Канадский историк Т.Е. Энна в монографии о падении роялизма в Перу представил нетрадиционный и в то же время аргументированный подход к деятельности Сан-Мартина тех дней: «В перуанской историографии никогда не было модным употреблять слово "провал" по отношению к Сан-Мартину. Его добровольная отставка в сентябре 1822 г. сначала рассматривалась как акт героического самопожертвования... На деле Сан-Мартин покинул Перу потому, что потерпел провал и сознавал это». При всей категоричности подобной оценки, в ее основе лежит непредубежденный анализ исторических реалий тех непростых лет.
Сан-Мартин попал в западню, сделав ставку на Лиму как ключ к независимости Перу. Опытный испанский генерал Ла Серна избежал этого, когда в июле-сентябре 1821 г. эвакуировал береговую группировку сначала из Лимы, а затем и из Кальяо. Вынужденный возглавить гражданское правительство, Сан-Мартин отвлекся от решения чисто военных проблем. Свою драматическую роль сыграл и факт личной биографии Сан-Мартина: в 1821-1822 гг. у него вновь обострился туберкулез. Сам генерал и его современники считали, что болезнь сведет его в могилу и дело его находится под угрозой. Протектор терял контроль над страной.
Однако, как показывают факты, определяющую роль все же сыграл экономический фактор. За два года войны Центральное побережье оказалось полностью разорено: сначала - роялистами, а затем - и патриотами. Основная рабочая сила прибрежных хозяйств - рабы начали привлекаться на военную службу еще роялистами, а уже в более массовой форме патриотами. К январю 1822 г. в патриотическую армию было мобилизовано от 4 до 5 тыс. бывших рабов. Асьенды и эстансии, разработки остались без рабочих рук. Одновременно по нарастающей шли реквизиции фуража и продовольствия, скота и транспортных животных для нужд армии.

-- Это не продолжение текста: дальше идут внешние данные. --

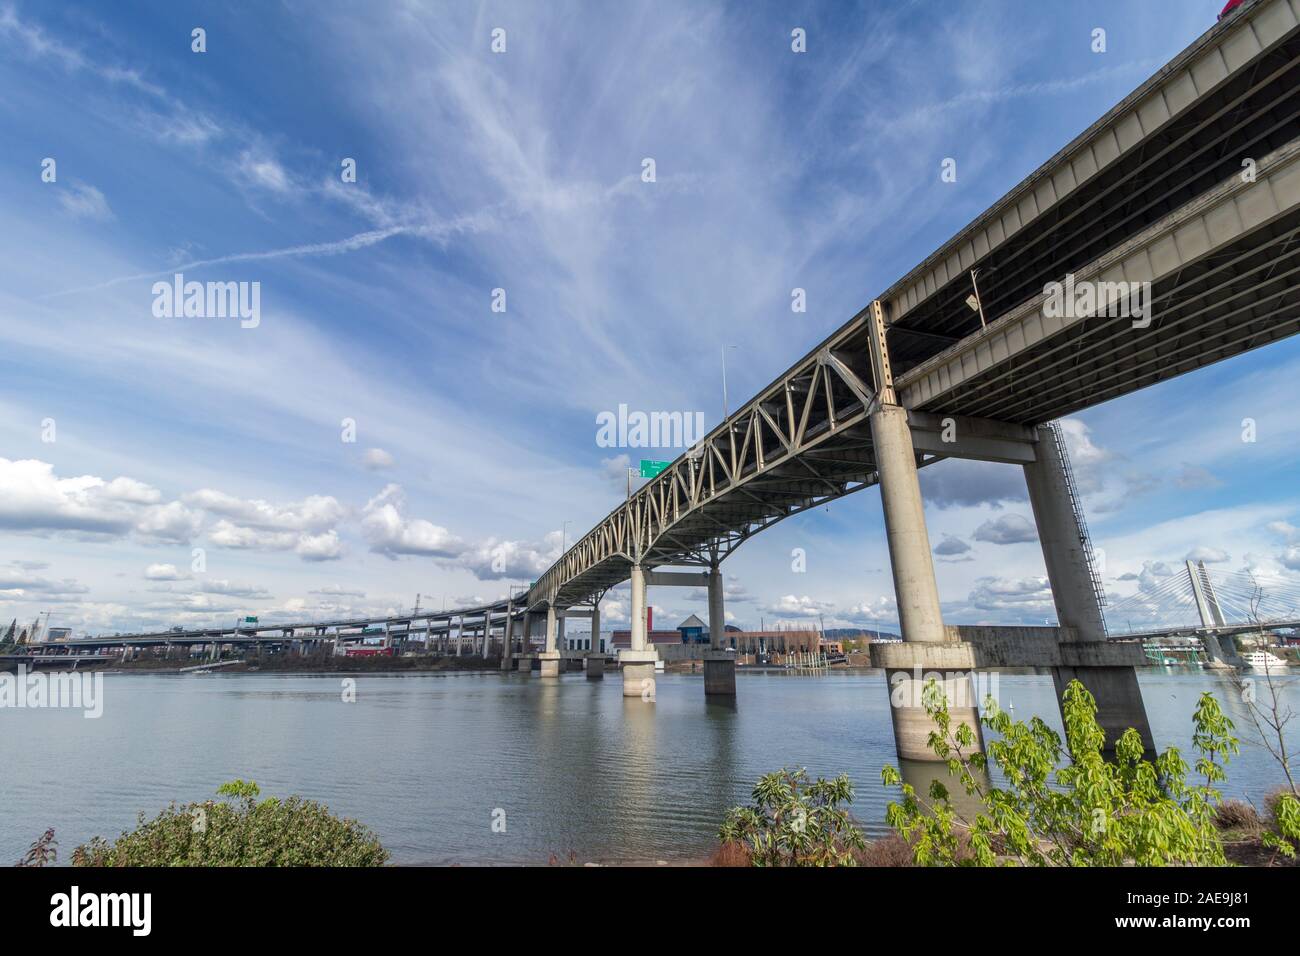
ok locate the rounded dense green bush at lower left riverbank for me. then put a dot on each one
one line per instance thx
(240, 833)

Конфискация имущества наиболее зажиточных испанских собственников как наиболее экономически активных подорвала прибрежное хозяйство. По свидетельству современников, некогда цветущая долина Римака под Лимой превратилась в пустыню. Торговля еле теплилась. На Лиму надвигался голод.
К экономическому добавился финансовый кризис - полное отсутствие серебряной монеты. Попытка выпустить бумажные и медные деньги в феврале 1822 г. успеха не имела. Четыре пятых скудного правительственного бюджета, державшегося на бесконечных конфискациях и редких пожертвованиях, уходили на военные нужды. Однако при этом нечем было платить солдатам освободительной армии, они распродавали униформу. 15 сентября 1821 г. адмирал Кокрейн самовольно захватил продовольственные склады и более 460 тыс. песо казны в Анконе, чтобы выплатить содержание чилийским и английским морякам. Громкий скандал и последовавший затем разрыв с Кокрейном сделали положение Сан-Мартина совершенно нетерпимым. 6 октября 1821 г. Кокрейн покинул территориальные воды Перу вместе с частью флотилии.
С точки зрения военной диспозиции, к концу 1821 г. в стране складывалась патиная ситуация. Ни одна из воюющих сторон не добилась решительного перелома хода войны в свою пользу. Этот военный и политический тупик мог продолжаться сколь угодно долго, так как обе столицы - Лима патриотов на берегу и Куско роялистов в глубинном анклаве сьерры - не располагали достаточными средствами для достижения победы на всей территории Перу. Невозможно было более рассчитывать и на внешнюю помощь со стороны Ла-Платы и Чили, занятых собственными сложными проблемами. Единственным реальным союзником оставалась армия Боливара, действовавшая на севере континента.